I have an ipfilter firewall with three interfaces. Everything works fine from the internal network to the internet and from the internet to internal hosts. From the DMZ, outbound traffic to the internet works fine.

I need to allow hosts in the DMZ to access certain internal services. I can see the firewall logs showing the connection attempts and they are all being "passed" as expected, but the traffic doesn't seem to flow.
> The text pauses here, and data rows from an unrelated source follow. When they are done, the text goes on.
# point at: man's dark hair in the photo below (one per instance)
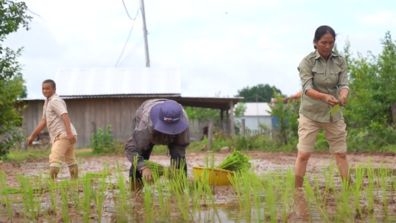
(321, 31)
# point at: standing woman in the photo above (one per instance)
(324, 80)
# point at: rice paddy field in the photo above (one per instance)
(264, 193)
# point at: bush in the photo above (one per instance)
(102, 141)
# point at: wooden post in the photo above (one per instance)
(210, 134)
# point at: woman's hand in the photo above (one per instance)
(146, 174)
(331, 100)
(343, 96)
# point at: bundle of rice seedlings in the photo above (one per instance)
(236, 161)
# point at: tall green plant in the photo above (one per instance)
(368, 113)
(12, 16)
(102, 141)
Traffic from the internal network to the DMZ seems to work just fine.

My guess is that it's an IPNAT problem, but I just can't seem to figure it out.

My interfaces are as follows:
sfe0 - public internet (x.x.x.x)
rtls0 - internal LAN (y.y.y.0) - firewall address=y.y.y.1
elxl1 - DMZ (z.z.z.0) - firewall address=z.z.z.1

My current IPNAT mappings look like this:

map elxl1 y.y.y.0/24 -> z.z.z.1/32  #map internal traffic to DMZ 

map sfe0 y.y.y.0/24 -> x.x.x.x/32 #map internal traffic to internet

map sfe0 z.z.z.0/24 -> x.x.x.x/32 #map dmz traffic to internet

I have tried several map statements to try and get DMZ traffic to the internal LAN, but just can't get any of them to work. If anyone can help with the correct syntax and positioning of the DMZ->internal map statement, it would be greatly appreciated.

Thanks to you all in advance,
-Michael

 

[SirDice]

Not everything has to be solved with NAT. Don't use NAT for the LAN to DMZ traffic. Just use plain and simple routing.

 

[msmcknight]

If I don't want the DMZ to know about internal addresses, or the internal network to know about DMZ addresses, wouldn't I have to use NAT? I'm kindof new to this, so if I'm completely off base, please help me understand.

 

[kpa]

Hiding addresses behind NAT always causes some problems and should be avoided if possible. You can do all access control with just pass/block rules, hiding the internal addresses with NAT is not needed.